Kleshas — Sources of Suffering

The kleshas describe the fundamental distortions that give rise to suffering. They are errors of identification, not moral failings.

The kleshas operate at the level of perception.


Avidya (अविद्या)

Ignorance. Mistaking the impermanent for the permanent. Mistaking the constructed for the essential.

Avidya is the root condition from which all other kleshas arise.

It is not lack of information. It is mis-seeing.


Asmita (अस्मिता)

Egoism. Identification of awareness with the instruments of perception.

Asmita is the collapse of “observer” into “observed.”

The sense of “I am this.”


Raga (राग)

Attachment. Grasping toward what is perceived as pleasant.

Raga narrows attention and binds future action.


Dvesha (द्वेष)

Aversion. Resistance to what is perceived as unpleasant.

Dvesha fractures attention and produces reactivity.


Abhinivesha (अभिनिवेश)

Clinging to life. Fear of dissolution, loss, or non-being.

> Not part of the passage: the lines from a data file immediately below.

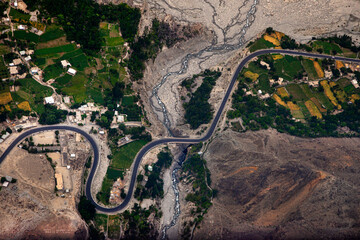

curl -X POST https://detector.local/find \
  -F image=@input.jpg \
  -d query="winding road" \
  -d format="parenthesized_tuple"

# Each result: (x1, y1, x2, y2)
(1, 49, 360, 213)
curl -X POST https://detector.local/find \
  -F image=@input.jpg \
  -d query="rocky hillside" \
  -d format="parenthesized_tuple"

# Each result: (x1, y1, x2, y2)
(194, 129, 360, 239)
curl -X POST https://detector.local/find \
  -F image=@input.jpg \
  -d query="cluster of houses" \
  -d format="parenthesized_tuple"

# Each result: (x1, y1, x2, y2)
(60, 60, 77, 76)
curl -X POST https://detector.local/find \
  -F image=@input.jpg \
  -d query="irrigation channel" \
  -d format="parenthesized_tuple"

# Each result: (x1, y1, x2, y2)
(156, 0, 260, 237)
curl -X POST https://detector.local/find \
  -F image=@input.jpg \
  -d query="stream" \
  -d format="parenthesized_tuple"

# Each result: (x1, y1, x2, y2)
(155, 0, 260, 238)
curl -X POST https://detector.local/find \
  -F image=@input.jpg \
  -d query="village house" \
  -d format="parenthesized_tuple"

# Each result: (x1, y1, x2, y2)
(67, 68, 76, 76)
(44, 96, 55, 104)
(61, 60, 71, 68)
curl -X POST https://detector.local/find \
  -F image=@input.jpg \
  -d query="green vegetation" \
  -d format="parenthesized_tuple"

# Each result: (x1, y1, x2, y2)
(96, 175, 114, 205)
(134, 150, 172, 200)
(273, 55, 304, 80)
(228, 53, 360, 137)
(38, 104, 68, 125)
(57, 73, 88, 103)
(182, 148, 214, 230)
(15, 78, 53, 113)
(183, 70, 221, 129)
(10, 8, 30, 21)
(249, 37, 275, 52)
(14, 30, 39, 43)
(128, 19, 182, 80)
(0, 58, 8, 79)
(25, 0, 140, 53)
(105, 37, 124, 47)
(39, 25, 65, 42)
(119, 204, 160, 239)
(77, 196, 96, 222)
(111, 140, 149, 169)
(43, 63, 64, 81)
(68, 54, 89, 71)
(35, 44, 76, 56)
(302, 59, 318, 80)
(312, 40, 342, 55)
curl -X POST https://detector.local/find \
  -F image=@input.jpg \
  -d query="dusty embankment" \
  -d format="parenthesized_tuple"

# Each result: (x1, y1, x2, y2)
(193, 129, 360, 239)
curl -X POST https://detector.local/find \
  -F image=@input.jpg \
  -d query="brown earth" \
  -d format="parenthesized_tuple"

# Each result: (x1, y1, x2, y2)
(0, 148, 87, 240)
(193, 129, 360, 240)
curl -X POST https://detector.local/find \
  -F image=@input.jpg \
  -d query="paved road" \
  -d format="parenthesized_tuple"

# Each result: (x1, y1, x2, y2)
(1, 49, 360, 213)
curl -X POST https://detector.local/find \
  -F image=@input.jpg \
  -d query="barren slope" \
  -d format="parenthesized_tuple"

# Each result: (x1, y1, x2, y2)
(194, 129, 360, 239)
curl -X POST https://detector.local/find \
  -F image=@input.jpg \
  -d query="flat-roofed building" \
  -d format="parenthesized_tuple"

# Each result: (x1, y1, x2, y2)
(55, 173, 63, 190)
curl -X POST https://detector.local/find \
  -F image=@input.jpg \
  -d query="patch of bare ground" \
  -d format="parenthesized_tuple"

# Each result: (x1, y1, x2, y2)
(0, 147, 87, 239)
(36, 36, 69, 49)
(190, 129, 360, 239)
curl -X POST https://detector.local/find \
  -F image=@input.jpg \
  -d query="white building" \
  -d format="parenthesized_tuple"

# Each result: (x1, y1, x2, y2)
(70, 153, 76, 158)
(19, 50, 26, 56)
(17, 25, 26, 30)
(67, 68, 77, 76)
(24, 56, 31, 62)
(44, 96, 55, 104)
(61, 60, 71, 68)
(351, 79, 359, 88)
(117, 115, 125, 123)
(63, 96, 70, 104)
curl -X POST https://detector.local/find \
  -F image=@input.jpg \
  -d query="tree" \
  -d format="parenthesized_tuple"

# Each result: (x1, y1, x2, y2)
(78, 196, 96, 222)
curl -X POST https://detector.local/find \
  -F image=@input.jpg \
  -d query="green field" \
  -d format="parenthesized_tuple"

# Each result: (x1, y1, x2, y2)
(55, 74, 72, 85)
(61, 73, 88, 103)
(111, 140, 149, 169)
(274, 55, 304, 80)
(106, 37, 124, 47)
(87, 88, 105, 105)
(96, 175, 113, 204)
(249, 37, 276, 52)
(69, 54, 89, 71)
(245, 61, 268, 75)
(106, 168, 124, 180)
(257, 75, 271, 92)
(14, 30, 39, 43)
(286, 84, 307, 101)
(58, 49, 83, 61)
(122, 96, 134, 106)
(35, 44, 76, 56)
(39, 25, 65, 42)
(34, 57, 46, 67)
(302, 59, 318, 80)
(312, 41, 342, 55)
(14, 78, 53, 113)
(43, 63, 64, 81)
(10, 8, 30, 21)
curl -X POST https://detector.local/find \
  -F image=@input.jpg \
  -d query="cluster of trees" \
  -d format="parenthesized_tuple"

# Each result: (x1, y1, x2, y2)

Abhinivesha persists even in the wise.

This is the most subtle klesha.


Structure

The kleshas are not independent.

Avidya → Asmita → Raga / Dvesha → Abhinivesha

They form a cascade, not a checklist.


Notes on Use

  • Kleshas explain why suffering persists
  • They are addressed through practice, not argument
  • Reduction of kleshas is gradual and asymptotic

Freedom is not the absence of sensation, but the absence of mis-identification.